Malam ini Tatang ditemani Wahyu yang giliran jaga malam. Aku memang tidak pernah menugaskan satpam jaga seorang diri untuk dinas malam, kasihan. Biar ada teman ngobrol dan juga tidak iseng.
"Aku pulang dulu."
"Baik Pak, hati-hati." Tatang dan Wahyu menjawab hampir bersamaan.
Aku melajukan mobil meninggalkan halaman kafeku dengan perasan yang kian hampa. Untuk apa pulang? Toh tidak akan ada yang menyambut dan menatapku penuh cinta? Untuk apa aku pulang kalau aku hanya akan menemui jejak kebodohanku di sana yang tertera nyata dalam suasana rumahku yang kini sepi dan suram? Hatiku terus berbisik, tapi aku putuskan untuk tetap pulang, aku butuh istirahat. Bukankah buat menyesal dan menangisi kepergian Akasia juga butuh tenaga?
***
Bolak-balik aku mengecek pesan dari orang kepercayaanku untuk mencari keberadaan Akasia.
(Belum ada titik terang. Semua sahabat Ibu yang Bapak rekomendasikan juga tidak tahu di mana Ibu berada.)
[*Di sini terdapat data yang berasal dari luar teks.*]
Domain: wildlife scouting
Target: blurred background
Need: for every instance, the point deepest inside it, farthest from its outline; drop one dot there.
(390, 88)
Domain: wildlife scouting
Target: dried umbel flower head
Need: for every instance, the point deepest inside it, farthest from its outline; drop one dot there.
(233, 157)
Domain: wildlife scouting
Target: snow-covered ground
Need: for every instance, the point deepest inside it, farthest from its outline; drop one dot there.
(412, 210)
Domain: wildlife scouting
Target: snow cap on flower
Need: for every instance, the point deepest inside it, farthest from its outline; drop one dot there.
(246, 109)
Tiga hari sudah, kabar Akasia belum kudapatkan, meski aku telah meminta orang-orangku melacaknya. Jangan tanya Sabrina dan Mamanya, mereka dengan mantap mengatakan tidak tahu dan malah tersenyum sinis. Aku mendesah sedih, tanpa mereka mengatakan pun, aku tahu seperti apa hidup Akasia selama ini. Pasti menderita.
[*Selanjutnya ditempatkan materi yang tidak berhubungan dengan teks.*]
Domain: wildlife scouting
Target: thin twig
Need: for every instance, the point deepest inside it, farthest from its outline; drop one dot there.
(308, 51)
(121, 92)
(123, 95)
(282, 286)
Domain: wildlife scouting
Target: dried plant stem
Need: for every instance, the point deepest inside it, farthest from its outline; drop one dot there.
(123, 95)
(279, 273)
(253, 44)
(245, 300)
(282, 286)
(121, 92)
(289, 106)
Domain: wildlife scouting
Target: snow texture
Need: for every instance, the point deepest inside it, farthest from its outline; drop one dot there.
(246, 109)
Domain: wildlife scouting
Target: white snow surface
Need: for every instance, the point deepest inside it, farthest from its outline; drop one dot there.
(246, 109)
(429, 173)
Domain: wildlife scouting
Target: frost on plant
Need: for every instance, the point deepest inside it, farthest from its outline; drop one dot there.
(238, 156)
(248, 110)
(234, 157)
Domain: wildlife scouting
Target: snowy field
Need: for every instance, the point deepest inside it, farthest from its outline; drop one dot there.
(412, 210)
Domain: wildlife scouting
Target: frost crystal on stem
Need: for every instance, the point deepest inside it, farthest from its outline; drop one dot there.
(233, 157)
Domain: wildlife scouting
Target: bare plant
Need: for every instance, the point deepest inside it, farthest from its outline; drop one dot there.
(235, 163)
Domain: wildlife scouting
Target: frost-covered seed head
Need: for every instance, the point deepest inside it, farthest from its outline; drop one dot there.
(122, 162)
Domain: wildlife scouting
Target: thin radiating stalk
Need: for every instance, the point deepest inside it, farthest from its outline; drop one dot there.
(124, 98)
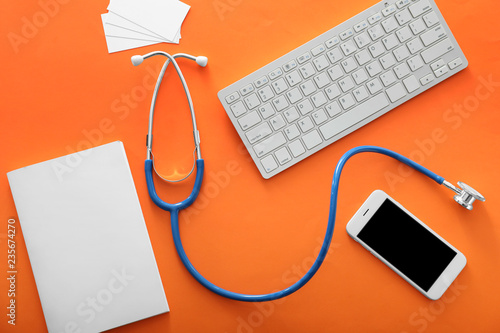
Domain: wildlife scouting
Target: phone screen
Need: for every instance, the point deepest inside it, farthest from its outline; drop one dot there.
(407, 245)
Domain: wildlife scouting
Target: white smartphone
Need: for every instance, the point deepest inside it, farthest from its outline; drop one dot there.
(405, 244)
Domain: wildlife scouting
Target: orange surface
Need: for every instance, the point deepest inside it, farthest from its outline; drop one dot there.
(60, 87)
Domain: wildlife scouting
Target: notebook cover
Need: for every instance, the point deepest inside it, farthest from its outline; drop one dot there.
(87, 241)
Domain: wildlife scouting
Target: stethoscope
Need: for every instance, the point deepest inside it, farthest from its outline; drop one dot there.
(465, 195)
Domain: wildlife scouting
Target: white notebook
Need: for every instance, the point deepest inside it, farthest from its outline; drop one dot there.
(87, 241)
(Mas, berhenti membicarakan Akasia. Ingat, Mas sudah janji menenikahiku dan mengganti perempuan penipu itu dalam hidupmu,) pesan Sabrina beberapa jam lalu.
(Lupakan saja, Mas. Sikapmu beberapa hari terakhir bikin aku heran, sejak kapan Mas perduli pada kepergianmu Akasia? Bukankah wanita yang sudah menipumu itu layak pergi?)
Sabrina menjawab dan untuk kali ini sukses membuatku marah.
(Berhenti mengatakan dia penipu. Akasia masih istriku, harga dan kehormatan dia masih menjadi tanggung jawabku.)
(Apa katamu?)
(Dia masih istriku. Aku hanya menyuruhnya pergi bukan mentalaknya.)
(Apa katamu, Mas?) Suara Sabrina makin tinggi, wanita cantik yang sudah mulai kelihatan watak aslinya itu terdengar geram.
Aku membayangkan wajah cantik Sabrina yang merah padam. Aku tidak peduli. Dua bulan dekat dengan wanita itu aku rasanya mulai lelah. Sabrina mungkin jauh lebih cantik dari Akasia tapi sikapnya yang penuh gaya dan banyak menuntut membuat aku kini berpikir ulang untuk melanjutkan hubunganku lebih jauh.
(Kau sudah mengusirnya, berarti talakmu sudah jatuh, Mas.)
(Kalaupun katamu talakku sudah jatuh, aku akan kembali pada Akasia.)
Suara mantap, aku mendengar suara dengusan Sabrina di sebrang sana.
(Kau tidak akan pernah akan mendapati Akasia kembali padamu.)
(Apa maksudmu?)
(Karena akulah yang akan datang dalam hidupmu dan menggantikan Akasia.)
Aku mendengus kasar. Mematikan ponselku dengan perasaan geram. Setelah hari di mana aku menemukan diary Akasia, tak akan mudah bagi siapapun untuk menggantikannya di dalam hatiku, meski aku pun tahu sama tak mudahnya untuk menemukan dan meluluhkan hati Akasia yang sudah terlanjur hancur dan mungkin membeku.